While statistics might offer some comfort to Robert, in normalising his sexual fluidity, he remained bound up with shame. In his one-to-one therapy sessions, Robert berated himself for not being neither a gay man nor a straight man. Furthermore, he called himself a coward for fearing what his colleagues and friends might say, if they discovered his attraction to men.
Many therapists urge full disclosure. I know of some relationship therapists who work with a “behaviour contract” – it’s OK to have same sex attraction, to have a fetish, to cross dress – whatever the so-called behavioural aberration, but clients must make a contract with their partner not to act out.
Perhaps this helps some couples. In our work at LoveRelations, we often encourage couples to discuss and formally set out what constitutes cheating or breaking the boundary in their own relationship.
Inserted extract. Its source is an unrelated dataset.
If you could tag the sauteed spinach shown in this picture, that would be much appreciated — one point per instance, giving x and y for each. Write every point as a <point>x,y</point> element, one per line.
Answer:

My work with Robert and Sarah has challenged me to look more compassionately at secrets within a relationship. Secrets are a maladaptive way of coping with shame and shame is corrosive to self-esteem, to relationship with others and above all, relationship to self.
Most human beings seek connectedness but to be connected, we have to allow ourselves to be vulnerable and to be seen, really seen, by another. Life is often lonely for the bisexual man or woman. They believe they are just one piece of information away from being abandoned by the closest people in their lives. Being “gay” is not an identity they are prepared to assume. They don’t feel wholly comfortable in the heterosexual community where they must continue to edit their thoughts and behaviours so as not be discovered.
How does psychotherapy help a couple like Robert and Sarah? My belief – based on the many years’ experience we have working with couples – is that we start by gently exploring the shame and the secrecy. What is it that one partner might be concealing from the other? Where is the shame which is inextricably caught up in all of this? Is it about a behaviour or interaction which is at odds with the relationship itself? Or is it an aspect of the client’s very identity which is wrapped up with secrecy and denial?
For Robert, he needed some psychoeducation. He needed to see that many men in partnerships with women experience same sex attraction. Robert started to recognise that there are a vast number of UK citizens, not identifying as purely heterosexual. Data released by the Office of National Statistics (“ONS”) in 2017, shows that over 1,026,000 people in the UK identify as lesbian, gay or bisexual – an increase of almost 12% from the year before.
There is still little concrete information on numbers of bisexual men and women who live in heterosexual relationships or marriages. In Robert’s one-to-one psychotherapy at LoveRelations, he began to make sense of his attraction to men, alongside his desire to be with Sarah. Robert began to understand that the non-binary states he occupied, were far from unusual. During this process, he reported that some of the shame was beginning to drop away.
Shame and secrecy destroy relationships, and render intimacy and acceptance impossible. While Robert and Sarah still have a long way to go as a couple, Robert is preparing to talk to Sarah and to share something of who he really is. And as for me, I have learned ever more about the complexity of human beings and their relationships.